Abstract

Objective: Although multiple applications of antimicrobial photodynamic therapy (aPDT) and antibiotics (AB) have been proved to have a biomodulatory effect, no systematic review has exclusively compared the effectiveness as an adjunct to scaling and root planning (SRP). This study sought to systematically compare the clinical efficacy of repeated antimicrobial photodynamic therapy (RaPDT) with that of the systemic administered AB as an alternative approach to SRP in treating periodontitis. Methods: In this systematic review, two independent reviewers searched PubMed, Embase, and CENTRAL databases. The primary outcomes assessed were bleeding on probing (BOP), probing pocket depth (PPD), and clinical attachment level (CAL).
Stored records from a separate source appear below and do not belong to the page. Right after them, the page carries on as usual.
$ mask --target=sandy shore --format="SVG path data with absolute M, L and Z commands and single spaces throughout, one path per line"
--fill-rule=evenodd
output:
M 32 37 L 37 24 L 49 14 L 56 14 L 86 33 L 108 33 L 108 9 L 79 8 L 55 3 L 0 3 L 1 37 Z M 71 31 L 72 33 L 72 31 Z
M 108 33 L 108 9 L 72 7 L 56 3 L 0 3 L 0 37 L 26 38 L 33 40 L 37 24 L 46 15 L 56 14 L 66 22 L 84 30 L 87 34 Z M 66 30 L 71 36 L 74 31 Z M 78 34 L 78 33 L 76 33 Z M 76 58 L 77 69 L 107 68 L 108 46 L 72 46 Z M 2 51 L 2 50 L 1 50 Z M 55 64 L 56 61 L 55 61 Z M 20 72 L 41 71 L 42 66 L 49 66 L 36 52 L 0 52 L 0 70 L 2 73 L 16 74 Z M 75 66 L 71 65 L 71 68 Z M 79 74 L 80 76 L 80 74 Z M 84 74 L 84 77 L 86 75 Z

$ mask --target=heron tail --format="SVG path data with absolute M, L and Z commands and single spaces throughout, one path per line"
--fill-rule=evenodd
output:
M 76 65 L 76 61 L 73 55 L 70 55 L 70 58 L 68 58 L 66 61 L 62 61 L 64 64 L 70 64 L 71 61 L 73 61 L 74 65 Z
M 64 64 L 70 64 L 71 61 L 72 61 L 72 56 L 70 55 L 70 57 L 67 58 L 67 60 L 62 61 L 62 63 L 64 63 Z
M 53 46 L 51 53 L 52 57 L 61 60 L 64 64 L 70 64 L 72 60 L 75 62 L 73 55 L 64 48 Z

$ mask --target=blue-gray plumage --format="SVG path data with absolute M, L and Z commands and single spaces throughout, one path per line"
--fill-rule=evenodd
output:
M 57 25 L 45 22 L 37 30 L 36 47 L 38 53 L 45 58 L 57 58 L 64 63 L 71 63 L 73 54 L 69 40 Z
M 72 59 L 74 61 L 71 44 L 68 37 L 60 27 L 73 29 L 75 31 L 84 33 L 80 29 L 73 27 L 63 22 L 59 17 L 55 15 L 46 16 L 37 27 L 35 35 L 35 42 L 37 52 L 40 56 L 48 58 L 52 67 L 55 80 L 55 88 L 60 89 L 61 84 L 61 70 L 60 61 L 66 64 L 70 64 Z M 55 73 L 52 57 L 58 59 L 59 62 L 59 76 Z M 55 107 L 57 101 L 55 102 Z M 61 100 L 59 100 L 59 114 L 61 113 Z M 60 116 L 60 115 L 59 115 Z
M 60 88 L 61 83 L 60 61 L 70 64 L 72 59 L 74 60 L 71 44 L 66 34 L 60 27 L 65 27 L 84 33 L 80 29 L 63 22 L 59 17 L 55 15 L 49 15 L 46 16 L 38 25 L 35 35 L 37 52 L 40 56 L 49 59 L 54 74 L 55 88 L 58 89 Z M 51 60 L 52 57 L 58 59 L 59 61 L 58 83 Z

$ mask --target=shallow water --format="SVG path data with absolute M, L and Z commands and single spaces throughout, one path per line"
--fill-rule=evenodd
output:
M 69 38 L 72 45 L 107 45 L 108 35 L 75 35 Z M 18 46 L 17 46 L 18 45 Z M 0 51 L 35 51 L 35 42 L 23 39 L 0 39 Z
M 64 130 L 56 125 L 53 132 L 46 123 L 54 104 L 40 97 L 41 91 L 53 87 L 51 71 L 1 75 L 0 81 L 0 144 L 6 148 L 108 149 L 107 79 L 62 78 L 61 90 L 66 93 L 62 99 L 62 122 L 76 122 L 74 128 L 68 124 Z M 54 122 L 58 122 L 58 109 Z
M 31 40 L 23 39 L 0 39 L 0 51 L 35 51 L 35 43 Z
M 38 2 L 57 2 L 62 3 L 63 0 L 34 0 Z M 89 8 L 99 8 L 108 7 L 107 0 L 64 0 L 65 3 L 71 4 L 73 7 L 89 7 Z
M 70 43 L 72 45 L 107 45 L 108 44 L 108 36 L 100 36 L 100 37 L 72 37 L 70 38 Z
Results: Five randomized clinical trials were included after screening 457 records. Results revealed that when patients from all studies were categorized based on their baseline CAL, AB demonstrated significant benefits over RaPDT in the improvement of PPD [weighted mean differences (WMD) = -0.36, 95% confidence interval (CI) = -0.71 to -0.02, p < 0.05] in the patients with severe periodontitis (CAL baseline ≥5 mm) 3-month postoperatively, and CAL (WMD = -0.57, 95% CI = -1.11 to -0.04, p < 0.05) at 6-month observation. Nevertheless, AB failed to show significant benefits over RaPDT, when CAL baseline <5 mm in terms of clinical parameters. Conclusions: RaPDT may represent an alternative approach to SRP in treating slight-to-moderate periodontitis cases (CAL <5 mm), whereas AB remain a main therapy for treating severe periodontitis (CAL ≥5 mm).